The Last of The Mohicans: Top Ten Quotes

“His head was large; his shoulders narrow; his arms long and gangling; while his hands were small if not delicate. His legs and thighs were thin, nearly to emaciation, but of extraordinary length; and his knees would have been considered tremendous, had they not been outdone by the broader foundations on which this false superstructure of blended human orders was so profanely reared.” Cooper’s derogatory description of David Gamut’s physical appearance (Chapter 1).

“Should we distrust the man because his manners are not our manners, and that his skin is dark?”Cora speaking of Magua (Chapter I).

“There is reason in an Indian, though nature has made him with a red-skin!”Hawkeye speaking to Chingachgook (Chapter III).
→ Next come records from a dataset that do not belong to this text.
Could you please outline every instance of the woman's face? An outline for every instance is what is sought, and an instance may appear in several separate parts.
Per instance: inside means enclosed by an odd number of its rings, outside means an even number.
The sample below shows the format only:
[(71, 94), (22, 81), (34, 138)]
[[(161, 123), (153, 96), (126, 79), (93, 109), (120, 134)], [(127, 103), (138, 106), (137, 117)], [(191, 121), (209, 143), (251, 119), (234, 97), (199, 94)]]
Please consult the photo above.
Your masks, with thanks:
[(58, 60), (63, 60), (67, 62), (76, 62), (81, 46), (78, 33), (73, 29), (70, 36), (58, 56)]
“I am on the hill-top, and must go down into the valley; and when Uncas follows in my footsteps, there will no longer be any of the blood of the Sagamores, for my boy is the last of the Mohicans.”Chingachgook telling Hawkeye about the history of his people (Chapter III).

“I have listened to all the sounds of the woods for thirty years, as a man will listen whose life and death depend on the quickness of his ears.”Hawkeye speaking to Cora (Chapter VII).

“When the white man dies, he thinks he is at peace; but the red-men know how to torture even the ghosts of their enemies.”Magua, thinking that Hawkeye is dead, speaking to Heyward (Chapter X).

“’T would have been a cruel and an unhuman act for a white-skin; but ‘t is the gift and natur’ of an Indian, and I suppose it should not be denied.”Hawkeye speaking of Chingachgook’s scalping of the French sentinel (Chapter XIV).

“‘There is a principle in that,’ he said, ‘different from the law of the woods; and yet it is fair and noble to reflect upon.’”Hawkeye’s response to David’s request that if he should be killed, his murderers should be forgiven (Chapter XXVI).

“He was good; he was dutiful; he was brave. Who can deny it?”Chingachgook, speaking of Uncas after his death (Chapter XXXIII).

“The pale-faces are masters of the earth, and the time of the red-men has not yet come again.”Tamenund, the Delaware patriarch, speaking at the end of the novel (Chapter XXXIII).